Don’t cue the happy ending music just yet.

Although the story and the donations it inspired may have turned out well for Ms. Klein, anyone who’s watched the cringe-inducing video of her harassment can see that bullying continues to pervade school environments.

On comment boards, some cynically groused, “I was bullied like that every day all through high school. Where’s my half million?” One blogger posted the news of Klein’s incident under the sarcastic title, “Someone Is Bullied On A School Bus For The First Time Ever.” In short, the feel-good campaign to send Klein on “the vacation of a lifetime” did nothing to solve the problem.  But a good hard look at everything this video shows us could.

Though it lacks horrific violence and disturbing racial implications, the bus-monitor video is in some ways reminiscent of the 1991 video of the police beating motorist Rodney King.

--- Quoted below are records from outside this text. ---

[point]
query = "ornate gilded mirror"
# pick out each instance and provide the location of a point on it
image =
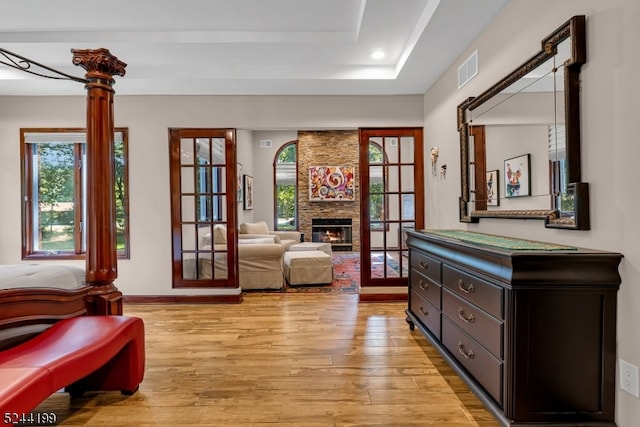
(520, 139)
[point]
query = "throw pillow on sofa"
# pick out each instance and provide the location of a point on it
(220, 234)
(254, 228)
(256, 240)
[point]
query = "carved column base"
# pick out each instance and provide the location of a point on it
(104, 300)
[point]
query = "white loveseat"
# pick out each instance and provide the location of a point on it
(260, 255)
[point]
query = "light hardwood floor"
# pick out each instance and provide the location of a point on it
(282, 360)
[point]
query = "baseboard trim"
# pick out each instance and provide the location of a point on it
(382, 297)
(183, 299)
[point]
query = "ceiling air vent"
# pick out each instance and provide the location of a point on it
(468, 69)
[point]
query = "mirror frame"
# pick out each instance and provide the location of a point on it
(574, 28)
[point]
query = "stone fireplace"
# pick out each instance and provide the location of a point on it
(329, 147)
(337, 231)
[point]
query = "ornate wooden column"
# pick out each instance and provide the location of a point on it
(101, 269)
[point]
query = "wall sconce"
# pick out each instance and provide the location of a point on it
(443, 171)
(434, 158)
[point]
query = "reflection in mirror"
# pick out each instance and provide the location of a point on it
(523, 133)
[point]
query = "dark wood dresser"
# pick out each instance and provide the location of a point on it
(529, 326)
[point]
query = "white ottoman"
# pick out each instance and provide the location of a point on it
(311, 246)
(307, 267)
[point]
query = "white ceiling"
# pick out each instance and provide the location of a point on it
(244, 47)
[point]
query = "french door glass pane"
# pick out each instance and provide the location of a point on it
(407, 178)
(406, 149)
(187, 151)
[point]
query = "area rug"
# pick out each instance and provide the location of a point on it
(346, 273)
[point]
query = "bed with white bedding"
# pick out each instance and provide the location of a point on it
(41, 276)
(35, 296)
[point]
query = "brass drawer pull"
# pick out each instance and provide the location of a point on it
(466, 290)
(467, 319)
(467, 354)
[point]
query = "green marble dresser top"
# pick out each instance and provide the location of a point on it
(502, 242)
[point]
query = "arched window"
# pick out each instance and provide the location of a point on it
(377, 186)
(285, 168)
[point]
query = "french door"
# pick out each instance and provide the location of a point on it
(203, 207)
(392, 201)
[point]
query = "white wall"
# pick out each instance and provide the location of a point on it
(148, 118)
(610, 150)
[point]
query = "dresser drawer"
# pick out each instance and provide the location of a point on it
(427, 288)
(485, 329)
(485, 295)
(485, 368)
(426, 312)
(429, 267)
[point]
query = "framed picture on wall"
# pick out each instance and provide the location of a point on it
(517, 176)
(493, 188)
(248, 192)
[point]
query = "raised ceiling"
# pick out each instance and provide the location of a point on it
(245, 47)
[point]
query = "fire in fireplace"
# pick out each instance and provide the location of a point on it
(337, 231)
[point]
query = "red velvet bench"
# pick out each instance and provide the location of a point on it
(79, 354)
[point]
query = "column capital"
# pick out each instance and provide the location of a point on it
(99, 63)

That earlier video provided a document of a rarely recorded but frequently occurring behavior, grabbing the nation’s attention – at least for a few days – and exposed us to an oft-ignored injustice. And like the King video, the bus-monitor video shows us something with a far greater significance than the event itself.

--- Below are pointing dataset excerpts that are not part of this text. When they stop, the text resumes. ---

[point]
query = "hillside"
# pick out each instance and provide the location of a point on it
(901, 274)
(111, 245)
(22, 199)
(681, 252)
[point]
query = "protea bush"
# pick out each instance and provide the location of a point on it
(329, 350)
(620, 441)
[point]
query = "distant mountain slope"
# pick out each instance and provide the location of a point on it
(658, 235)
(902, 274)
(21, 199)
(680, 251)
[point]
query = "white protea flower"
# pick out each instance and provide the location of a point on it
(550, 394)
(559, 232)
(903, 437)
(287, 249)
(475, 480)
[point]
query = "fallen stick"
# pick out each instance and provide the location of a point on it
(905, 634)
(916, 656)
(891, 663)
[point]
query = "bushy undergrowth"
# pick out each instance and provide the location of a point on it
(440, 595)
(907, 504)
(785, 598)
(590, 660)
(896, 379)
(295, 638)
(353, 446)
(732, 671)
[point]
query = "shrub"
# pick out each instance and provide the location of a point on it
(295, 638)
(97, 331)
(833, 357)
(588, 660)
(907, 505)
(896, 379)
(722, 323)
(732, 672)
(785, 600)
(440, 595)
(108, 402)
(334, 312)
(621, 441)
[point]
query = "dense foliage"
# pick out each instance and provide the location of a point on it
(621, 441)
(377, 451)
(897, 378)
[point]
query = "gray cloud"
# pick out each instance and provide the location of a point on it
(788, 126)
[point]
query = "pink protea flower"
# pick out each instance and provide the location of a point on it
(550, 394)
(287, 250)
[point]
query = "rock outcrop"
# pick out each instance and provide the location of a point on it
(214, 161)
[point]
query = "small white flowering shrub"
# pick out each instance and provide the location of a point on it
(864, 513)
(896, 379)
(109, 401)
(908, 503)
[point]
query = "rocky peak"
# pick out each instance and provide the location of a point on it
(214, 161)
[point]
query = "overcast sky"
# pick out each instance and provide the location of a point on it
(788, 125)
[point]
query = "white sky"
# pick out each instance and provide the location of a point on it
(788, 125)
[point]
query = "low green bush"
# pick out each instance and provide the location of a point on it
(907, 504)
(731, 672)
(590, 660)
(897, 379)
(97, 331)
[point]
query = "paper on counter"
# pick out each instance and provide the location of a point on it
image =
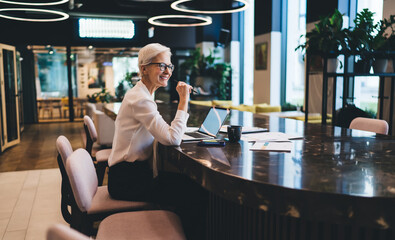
(266, 136)
(272, 146)
(245, 130)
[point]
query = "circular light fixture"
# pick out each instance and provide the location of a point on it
(176, 6)
(203, 21)
(63, 16)
(35, 4)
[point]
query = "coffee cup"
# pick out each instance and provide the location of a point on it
(234, 133)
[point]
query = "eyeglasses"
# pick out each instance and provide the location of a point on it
(163, 66)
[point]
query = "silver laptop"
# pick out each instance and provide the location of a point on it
(210, 126)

The video of King’s beating laid bare an entire culture of institutional failings within the Los Angeles Police Department; the video of the abused yet passive bus monitor lays bare an entire culture of institutional failings within our schools.

The first failure we see is Klein’s. The job description for a bus monitor in the Greece Central School District in New York where she was working specifies requirements to “maintain order on buses,” to “enforce district policy governing student behavior,” and to “report orally and in writing instances of continuing disruptive student behavior.” 

Klein had a responsibility to step up and assert her authority – if not for her own benefit, then for the benefit of the other kids on that bus. Instead, she sat and tolerated the abuse, performing none of her duties and leading by the worst kind of example. The takeaway for a child, witnessing this scene as it unfolded, would be: “If a grown-up can’t do anything to stop them, then I sure can’t.”

That simply isn’t true. When they stay silent, bystanders condone bullying, but when they speak up, they can kill it. Speaking up is scary and difficult. But if children, and certainly their adult guardians, are part of a school culture that consistently encourages and empowers them to do just that, a dramatic change can take place.

A victim might be outnumbered by bullies, but bullies are frequently outnumbered by witnesses. With instruction, encouragement, and support, these witnesses can shift the balance of power by virtue of their numbers.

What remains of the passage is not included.